Le zampe dei cavalli alati sono spesso affusolate e consapevolmente allungate, nelle versioni di Pegaso, di Perseo, delle figure mitizzate, creando proprio in esse un punto di robustezza e fragilità, di non rottura, in cui il soggetto sta immobile eppure sulla soglia di un precaria incrinatura. Forza e debolezza, una segreta contesa, si agitano sempre nelle opere di Zoli.
Anche il colore non ha una funzione puramente timbrica, descrittiva, didattica, ma svolge un compito d'interazione simbolica. La foglia oro, ad esempio, non è usata per impreziosire cromaticamente i lavori con il suo allure, con il suo prestigio: è utilizzata con discernimento per metterla in contrasto con altre cromie e far risaltare così la forma che avvolge: se è un guerriero è scuro e la foglia oro avvolge il suo elmo e il suo scudo, l'artista ci sollecita ad una lettura simbolica di quell'elmo e di quello scudo.
Se guardiamo infatti uno degli ultimi cicli, ad esempio, le opere come Il sangue vitale, Io sono Ira, La porta sull'Aldilà, il colore e le variazioni dello sfondo interagiscono con il metallo che cerchia i confini dello spazio visuale, con la foglia d'oro che tempra e screzia la rotondità delle sfere, i teschi, gli elmi, il petto di Ira, la ciotola che preserva il rosso sangue. Insomma il colore non è un vezzo decorativo, ma è parte integrante nella lettura simbolica che queste opere sollecitano in chi guarda.
Carlo Zoli ha una maestria che a molti artisti contemporanei manca: sa comporre le figure tra loro. Sembra un gesto facile: è uno dei più difficili. Perché nelle composizioni con più figure, a gruppi, ciascuna figura è responsabile della posizione, della misura e dell'azione delle altre: si condizionano, si alimentano, si potenziano reciprocamente. L'azione è corale.

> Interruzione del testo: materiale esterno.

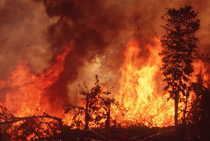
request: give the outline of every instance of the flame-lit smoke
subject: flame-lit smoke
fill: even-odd
[[[129,111],[124,120],[142,122],[149,126],[173,125],[174,104],[166,102],[158,88],[163,88],[161,83],[161,50],[160,40],[154,39],[154,46],[146,45],[150,53],[148,60],[139,56],[141,44],[135,39],[126,45],[125,60],[120,70],[122,77],[118,94],[115,96]]]
[[[42,74],[33,74],[26,62],[20,62],[11,76],[0,82],[0,89],[5,89],[5,106],[12,114],[23,117],[42,114],[45,111],[56,114],[59,111],[61,116],[62,104],[67,103],[68,98],[66,96],[64,99],[63,94],[60,94],[62,98],[59,98],[48,89],[59,80],[64,70],[65,57],[70,50],[70,47],[66,47],[65,51],[56,57],[54,65]],[[51,88],[56,89],[59,89],[59,85]]]

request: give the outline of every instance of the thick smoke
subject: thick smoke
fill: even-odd
[[[142,48],[139,56],[149,57],[144,44],[165,34],[161,16],[166,8],[187,4],[199,12],[198,46],[209,52],[208,0],[1,0],[0,4],[1,78],[15,69],[19,59],[41,73],[74,41],[64,72],[47,90],[52,101],[63,97],[61,102],[68,103],[67,95],[71,100],[75,92],[71,85],[81,79],[92,83],[95,73],[116,84],[126,43],[136,37]],[[97,60],[100,71],[90,67]]]

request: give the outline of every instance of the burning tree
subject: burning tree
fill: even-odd
[[[162,16],[166,21],[163,28],[167,34],[161,40],[163,50],[160,52],[163,65],[161,70],[167,85],[164,87],[165,92],[170,93],[170,98],[174,99],[175,104],[175,126],[178,124],[178,103],[185,103],[183,113],[185,112],[190,91],[190,76],[193,67],[193,53],[196,52],[195,31],[198,30],[200,20],[191,6],[184,8],[168,9],[167,13]]]
[[[107,116],[110,116],[111,104],[117,106],[121,111],[123,111],[122,106],[120,106],[117,101],[106,97],[106,95],[111,94],[111,92],[109,90],[102,91],[98,75],[95,77],[95,87],[93,87],[91,91],[88,90],[85,83],[84,87],[79,85],[81,88],[80,94],[86,97],[83,99],[86,104],[85,107],[75,106],[72,104],[64,106],[65,113],[71,112],[72,110],[74,111],[73,123],[71,125],[72,128],[76,127],[79,129],[88,129],[89,126],[92,126],[103,130],[105,129]]]
[[[196,75],[197,81],[192,83],[194,95],[191,101],[191,110],[187,116],[189,123],[188,139],[207,139],[210,131],[210,90],[205,87],[202,70]]]

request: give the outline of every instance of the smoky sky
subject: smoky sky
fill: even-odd
[[[126,43],[136,37],[144,50],[144,44],[165,34],[161,16],[166,9],[185,5],[199,12],[199,51],[209,52],[208,0],[0,0],[0,78],[14,71],[19,60],[42,73],[74,41],[60,80],[49,89],[67,99],[67,84],[81,77],[85,63],[103,58],[103,71],[117,74]],[[139,56],[147,58],[149,51]]]

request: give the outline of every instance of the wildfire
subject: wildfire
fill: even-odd
[[[65,51],[56,57],[54,65],[44,73],[34,74],[26,62],[20,62],[7,80],[0,81],[0,89],[6,89],[4,104],[14,116],[42,115],[43,112],[47,112],[62,117],[66,124],[71,124],[71,114],[64,115],[62,109],[52,109],[45,89],[58,81],[64,70],[65,57],[72,45],[73,43],[66,47]],[[159,70],[162,63],[158,55],[161,50],[160,39],[154,38],[152,45],[145,45],[144,50],[141,49],[141,43],[135,38],[126,45],[124,63],[120,67],[120,88],[115,92],[114,98],[128,112],[121,117],[119,111],[112,110],[111,115],[117,115],[118,123],[129,121],[131,124],[143,123],[147,126],[161,127],[173,125],[174,102],[167,101],[168,94],[163,95],[162,91],[165,84]],[[147,54],[142,54],[145,50]],[[199,64],[194,64],[196,72]],[[54,101],[55,104],[57,101],[59,99]],[[82,105],[84,104],[80,106]]]
[[[65,51],[56,57],[54,65],[42,74],[33,74],[26,62],[20,62],[7,80],[1,80],[0,88],[7,88],[4,104],[14,116],[24,117],[41,115],[44,111],[52,112],[44,95],[45,89],[59,79],[64,70],[65,56],[70,50],[71,47],[66,47]],[[43,99],[44,102],[41,103]]]
[[[141,49],[136,39],[127,44],[125,60],[120,68],[121,87],[115,98],[129,110],[123,120],[152,126],[169,126],[173,124],[174,104],[172,101],[167,102],[167,96],[158,91],[162,85],[159,71],[161,58],[158,55],[161,43],[158,38],[154,39],[154,43],[154,46],[145,47],[145,50],[149,50],[147,60],[139,56]]]

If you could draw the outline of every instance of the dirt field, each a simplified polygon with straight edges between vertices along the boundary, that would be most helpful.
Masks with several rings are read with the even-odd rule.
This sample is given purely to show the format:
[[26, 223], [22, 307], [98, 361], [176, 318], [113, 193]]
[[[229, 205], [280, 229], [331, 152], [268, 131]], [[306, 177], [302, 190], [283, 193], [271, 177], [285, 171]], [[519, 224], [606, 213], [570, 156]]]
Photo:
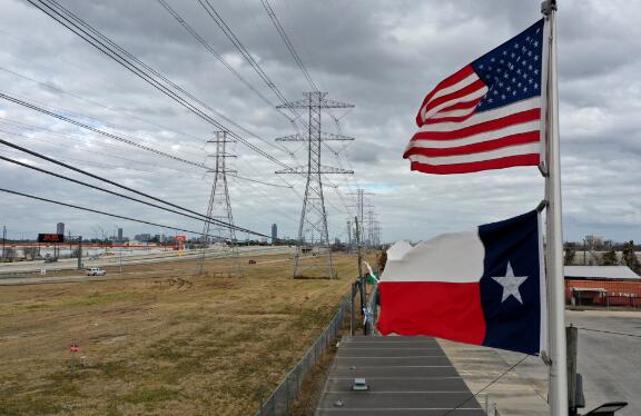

L'insieme è aggrappato ad una regia che deve far bilanciare le parti con il tutto e il tutto con le varie singole parti. Si guardino, ad esempio, alcune delle sue opere più riuscite, ovvero i Titani e gli Immortali. Sono entrambe sculture nelle quali il nostro sguardo è preso dall'interazione scenica, teatrale, delle figure, che si magnetizzano tra di loro. Questa coralità è un portato antichissimo: la statuaria delle civiltà antiche, dalle mesopotamiche alle greche e romane, è statuaria anzitutto di gruppo; le metope, gli altorilievi, le sculture pubbliche, mostrano scene collettive di guerra, di trionfo, di dominio, di festa.
Rappresentazioni collegiali sono anche le raffigurazioni cristiane, dalle vie crucis alle deposizioni. Carlo Zoli eredita questa coralità di esposizione e la fa sua, in modo personale, basti vedere Sulle Ali della Libertà, in cui tre cavalli alati si dispongono in forza e slancio dell'altro, le gambe contratte o distese nella spinta, le ali che si armonizzano nelle diverse posizioni.
Come è consuetudine in tempi moderni, l'artista sigilla le sue opere con una firma. Dopo un evento traumatico che non vorremmo mai accadesse nella vita di una persona e che Zoli con i familiari ha patito, l'artista appone un marchio con la scritta attribuita a Eraclito: "panta rei". Tutto scorre. Certo, tutto scorre, è in divenire. Ma cosa scorre? L'amore per suo figlio resta, non scorre. Anzi ora "per sempre sei animo della mia anima, e la liberi. Ora meglio la liberi che non sapesse il tuo sorriso vivo" scriveva Giuseppe Ungaretti in morte di suo figlio piccolo. Il bisogno di creare, di generare opere che provino a fare resistenza al tempo, non scorre. Vivo è questo bisogno nel cuore di poeti come Ungaretti e di artisti come Zoli.